HARRISBURG -- A politically divisive plan that would direct millions in tax breaks toward Pennsylvania cable giant Comcast Corp., allowing the company to move into a 60-story skyscraper headquarters in the heart of Philadelphia, received a public airing yesterday in the state Capitol.
And some Center City building owners, fearing the new tower would cut into their own business, have begun protesting the on-again, off-again proposal by turning off the lights in their office high-rises. More than 10 building owners are participating in the visual protest, dimming the city skyline's brightest buildings.
Led by the Center City Owners Association, opponents turned the lights off starting Thursday, and say they plan to do so until they win their battle. Liberty Place towers, Bell Atlantic Tower and the city's Mellon Center were among the darkened buildings.
Dozens of opponents to the Comcast proposal crammed into a tiny hearing room yesterday, listening to testimony before the Senate Finance Committee. That committee will decide whether the plan, allowing Comcast to take advantage of 15 years worth of tax abatements after it relocates its corporate headquarters, will be sent to the full Senate for consideration.
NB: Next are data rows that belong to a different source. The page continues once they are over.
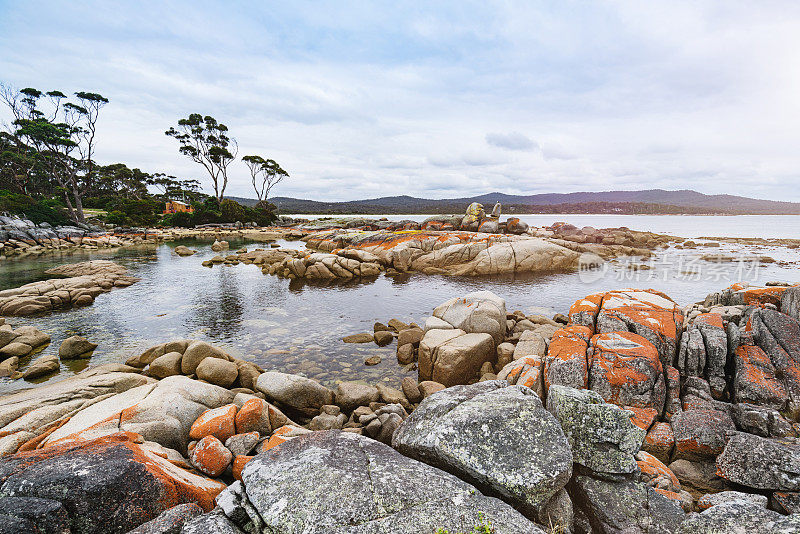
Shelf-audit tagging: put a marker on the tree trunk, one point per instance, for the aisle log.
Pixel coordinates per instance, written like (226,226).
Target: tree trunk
(78,206)
(69,207)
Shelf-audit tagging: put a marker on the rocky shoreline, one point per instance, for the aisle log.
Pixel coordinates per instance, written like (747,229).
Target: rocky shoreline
(628,414)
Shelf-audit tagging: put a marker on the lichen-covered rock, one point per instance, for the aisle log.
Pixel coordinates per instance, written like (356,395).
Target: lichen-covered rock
(602,436)
(210,456)
(712,499)
(496,436)
(624,506)
(217,422)
(453,357)
(566,363)
(760,463)
(739,516)
(334,481)
(32,514)
(257,415)
(76,347)
(700,434)
(109,484)
(648,313)
(480,312)
(170,521)
(626,370)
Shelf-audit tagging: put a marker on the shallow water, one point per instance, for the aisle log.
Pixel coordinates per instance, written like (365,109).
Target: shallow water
(688,226)
(297,327)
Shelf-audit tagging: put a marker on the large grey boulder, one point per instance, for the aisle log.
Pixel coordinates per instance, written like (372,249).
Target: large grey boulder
(602,436)
(739,516)
(297,392)
(496,436)
(624,507)
(339,482)
(760,463)
(477,312)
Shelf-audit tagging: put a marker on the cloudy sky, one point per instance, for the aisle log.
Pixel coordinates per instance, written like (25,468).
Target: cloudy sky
(438,99)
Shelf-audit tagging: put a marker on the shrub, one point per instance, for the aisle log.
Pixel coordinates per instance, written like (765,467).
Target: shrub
(41,210)
(117,218)
(232,211)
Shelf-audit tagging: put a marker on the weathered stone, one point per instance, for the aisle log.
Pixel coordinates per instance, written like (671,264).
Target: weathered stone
(519,451)
(626,370)
(350,395)
(480,312)
(340,482)
(455,360)
(739,516)
(217,371)
(76,347)
(93,478)
(624,507)
(170,521)
(602,436)
(196,352)
(760,463)
(700,434)
(210,456)
(167,365)
(298,393)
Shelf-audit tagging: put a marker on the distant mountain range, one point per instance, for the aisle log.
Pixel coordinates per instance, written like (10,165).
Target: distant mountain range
(651,201)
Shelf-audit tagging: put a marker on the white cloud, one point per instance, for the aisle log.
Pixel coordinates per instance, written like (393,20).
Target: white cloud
(360,100)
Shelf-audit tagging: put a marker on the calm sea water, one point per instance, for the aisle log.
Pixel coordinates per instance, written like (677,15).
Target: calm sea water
(689,226)
(297,327)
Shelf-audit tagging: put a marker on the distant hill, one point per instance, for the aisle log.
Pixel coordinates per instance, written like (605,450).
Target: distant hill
(652,201)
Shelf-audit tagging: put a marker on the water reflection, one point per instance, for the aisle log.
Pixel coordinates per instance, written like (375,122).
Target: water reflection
(297,326)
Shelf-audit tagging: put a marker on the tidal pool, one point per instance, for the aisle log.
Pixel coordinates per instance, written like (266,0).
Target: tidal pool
(297,327)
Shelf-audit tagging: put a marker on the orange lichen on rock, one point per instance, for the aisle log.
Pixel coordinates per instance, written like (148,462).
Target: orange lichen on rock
(651,467)
(238,464)
(584,311)
(756,381)
(217,422)
(211,457)
(176,485)
(254,416)
(659,441)
(626,370)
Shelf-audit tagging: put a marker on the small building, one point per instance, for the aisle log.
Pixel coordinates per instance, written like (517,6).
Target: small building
(175,206)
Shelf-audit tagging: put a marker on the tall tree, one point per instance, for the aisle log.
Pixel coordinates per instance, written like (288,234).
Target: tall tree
(204,140)
(60,139)
(265,174)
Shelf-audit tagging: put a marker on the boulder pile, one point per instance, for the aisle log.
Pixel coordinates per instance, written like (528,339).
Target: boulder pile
(83,282)
(630,414)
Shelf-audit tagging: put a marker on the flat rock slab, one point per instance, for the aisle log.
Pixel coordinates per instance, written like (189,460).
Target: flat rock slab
(496,436)
(602,436)
(760,463)
(339,482)
(739,516)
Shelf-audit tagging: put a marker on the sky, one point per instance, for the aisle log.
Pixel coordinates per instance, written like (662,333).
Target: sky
(437,99)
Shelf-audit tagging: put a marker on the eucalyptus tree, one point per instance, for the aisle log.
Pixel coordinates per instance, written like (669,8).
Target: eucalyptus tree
(265,174)
(57,136)
(204,140)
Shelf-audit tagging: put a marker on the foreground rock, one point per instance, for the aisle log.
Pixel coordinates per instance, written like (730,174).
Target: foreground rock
(338,482)
(496,436)
(84,282)
(110,484)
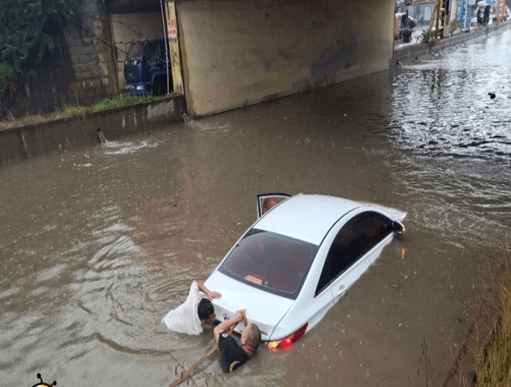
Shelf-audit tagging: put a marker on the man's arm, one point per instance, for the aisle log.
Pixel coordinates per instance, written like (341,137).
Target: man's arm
(207,292)
(224,326)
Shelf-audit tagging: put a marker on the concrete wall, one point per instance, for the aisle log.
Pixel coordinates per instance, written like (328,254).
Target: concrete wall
(127,27)
(241,52)
(21,143)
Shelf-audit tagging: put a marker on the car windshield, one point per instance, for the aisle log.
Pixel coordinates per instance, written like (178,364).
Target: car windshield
(135,51)
(271,262)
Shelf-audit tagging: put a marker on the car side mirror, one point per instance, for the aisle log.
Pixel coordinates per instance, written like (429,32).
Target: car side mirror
(398,228)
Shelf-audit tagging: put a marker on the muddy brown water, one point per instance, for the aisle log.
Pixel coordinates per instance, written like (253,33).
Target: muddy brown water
(98,243)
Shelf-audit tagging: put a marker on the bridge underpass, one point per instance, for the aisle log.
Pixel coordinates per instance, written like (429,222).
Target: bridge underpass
(227,54)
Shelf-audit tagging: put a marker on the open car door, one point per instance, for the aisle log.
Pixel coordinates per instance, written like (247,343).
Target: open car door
(267,201)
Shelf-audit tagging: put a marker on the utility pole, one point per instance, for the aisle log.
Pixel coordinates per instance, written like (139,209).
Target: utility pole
(439,16)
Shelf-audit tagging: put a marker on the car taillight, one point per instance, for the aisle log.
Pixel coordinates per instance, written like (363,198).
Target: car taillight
(287,341)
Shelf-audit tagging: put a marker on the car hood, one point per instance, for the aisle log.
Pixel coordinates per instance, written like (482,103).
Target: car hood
(263,308)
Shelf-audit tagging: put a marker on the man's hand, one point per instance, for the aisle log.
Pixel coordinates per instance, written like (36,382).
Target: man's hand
(212,295)
(241,315)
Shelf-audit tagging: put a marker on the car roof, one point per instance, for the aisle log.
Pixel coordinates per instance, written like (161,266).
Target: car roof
(306,217)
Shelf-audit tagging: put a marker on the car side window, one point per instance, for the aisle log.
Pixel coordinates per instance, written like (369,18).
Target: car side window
(373,228)
(345,250)
(152,50)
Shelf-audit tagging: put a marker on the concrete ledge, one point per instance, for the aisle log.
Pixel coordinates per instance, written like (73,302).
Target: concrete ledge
(23,142)
(413,51)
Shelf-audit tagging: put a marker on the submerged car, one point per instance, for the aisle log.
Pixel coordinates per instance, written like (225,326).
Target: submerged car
(295,262)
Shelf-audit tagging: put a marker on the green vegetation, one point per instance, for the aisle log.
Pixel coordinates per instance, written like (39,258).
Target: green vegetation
(493,362)
(32,30)
(7,78)
(79,111)
(121,101)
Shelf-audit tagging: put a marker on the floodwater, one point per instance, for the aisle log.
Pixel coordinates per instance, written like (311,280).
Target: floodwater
(98,243)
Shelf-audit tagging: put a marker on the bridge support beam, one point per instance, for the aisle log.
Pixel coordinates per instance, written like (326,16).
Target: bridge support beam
(235,53)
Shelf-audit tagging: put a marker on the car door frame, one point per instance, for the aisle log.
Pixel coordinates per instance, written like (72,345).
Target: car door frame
(348,277)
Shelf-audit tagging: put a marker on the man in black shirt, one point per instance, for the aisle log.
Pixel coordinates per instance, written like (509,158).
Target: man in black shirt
(234,355)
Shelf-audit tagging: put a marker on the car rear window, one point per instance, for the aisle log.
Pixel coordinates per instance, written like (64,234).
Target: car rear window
(269,261)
Advocates -- including Comcast, the proposed building's developer, Gov. Ed Rendell and, tentatively, the mayor of Philadelphia -- say the new building would help keep one of the state's biggest employers in Pennsylvania, adding new jobs and dramatically changing the city's skyline along the way.
The proposed building, called One Pennsylvania Place, would be the tallest between New York and Chicago.
Critics, mainly property owners and workers from the city's downtown, say the city's office vacancy rate is already too high. A new, subsidized tower would make a tepid rental market worse, driving down price or drawing away tenants who would prefer to do business tax-free, they say.
"It's draining resources from other towers," said Ray Griffin, a Philadelphia resident who works at the Shops at Liberty Place, a posh downtown mall. "It's going to cut down on floor traffic into the mall."
The tower, whose builders, Liberty Property Trust, have dedicated at least 40 percent of the rental space to Comcast, would be built on what's now a parking lot, at JFK Boulevard and 17th Street. But before the tower will be built, Liberty says it must receive a "Keystone Opportunity Improvement Zone" designation for the property to draw Comcast as a lead tenant.
Without Comcast, it won't build the $480 million tower, said John Gattuso, a senior vice president at Liberty. "The two are intertwined," he said, even though his company has previously built office towers without first securing a major corporate tenant.
The Keystone abatement program, created in the 1990s under former Gov. Tom Ridge, offers a decade or more in business tax breaks to tenants on such sites, and there are hundreds of them across the state, including more than a dozen in Allegheny County.
The program was conceived as one that would foster development on blighted or old industrial properties, which without the tax breaks tied to them would be unattractive to businesses. Some critics of Rendell's plan say giving money to a well-to-do company, so it can transplant its headquarters from one part of the city to another, is a misapplication of the Keystone program.